14. August 1842 in Köln

Heute vor 179 Jahren

Er ist nicht nur das Wahrzeichen der Stadt und ein Meisterwerk der Gotik, sondern seit jeher auch ein nationales Symbol, zu dessen Vollendung in den Jahren 1842-1880 insbesondere der preußische König Friedrich Wilhelm IV. beigetragen hat. Der Kölner Dom. Mag der Grundgedanke für den König vor allem in der Aussöhnung des protestantischen preußischen Staates mit der katholischen Kirche zu suchen sein, und auch seiner Mittelalterbegeisterung entsprungen sein, so steht doch fest: Friedrich Wilhelm IV. von Preußen legt am 14.8. 1842, zusammen mit dem Erzbischof von Geisel, den Grundstein zur Vollendung des Kölner Doms, der bereits im Jahr 1248 begonnen wurde und nach 250 Jahren Bauzeit zunächst eingestellt worden war.

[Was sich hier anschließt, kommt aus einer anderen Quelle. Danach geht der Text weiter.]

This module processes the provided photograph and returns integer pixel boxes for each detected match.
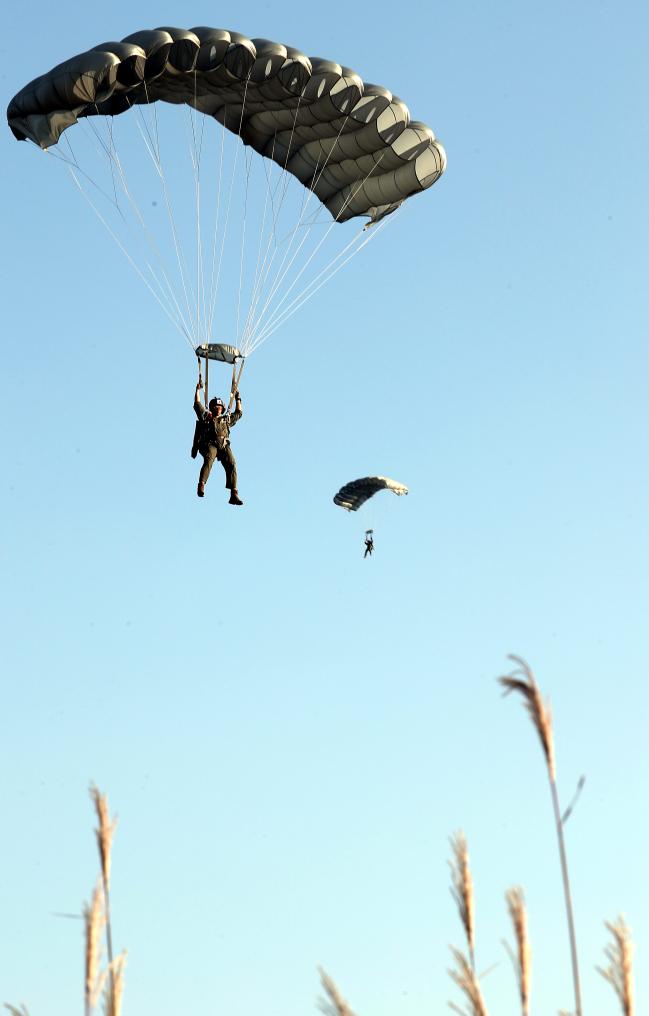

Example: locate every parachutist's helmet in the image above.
[209,397,225,412]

Unter der Schutzherrschaft des preußischen Königs wird der Dom nun mit einem Aufwand von 20,5 Millionen Mark weitergebaut, erreicht eine damals in Europa noch nicht gesehene Höhe von 157 Metern und wird schließlich nach 623 Jahren Bauzeit vollendet. Die Einweihung im Jahre 1880 erfolgt durch den Bruder des inzwischen verstorbenen Königs – Kaiser Wilhelm I.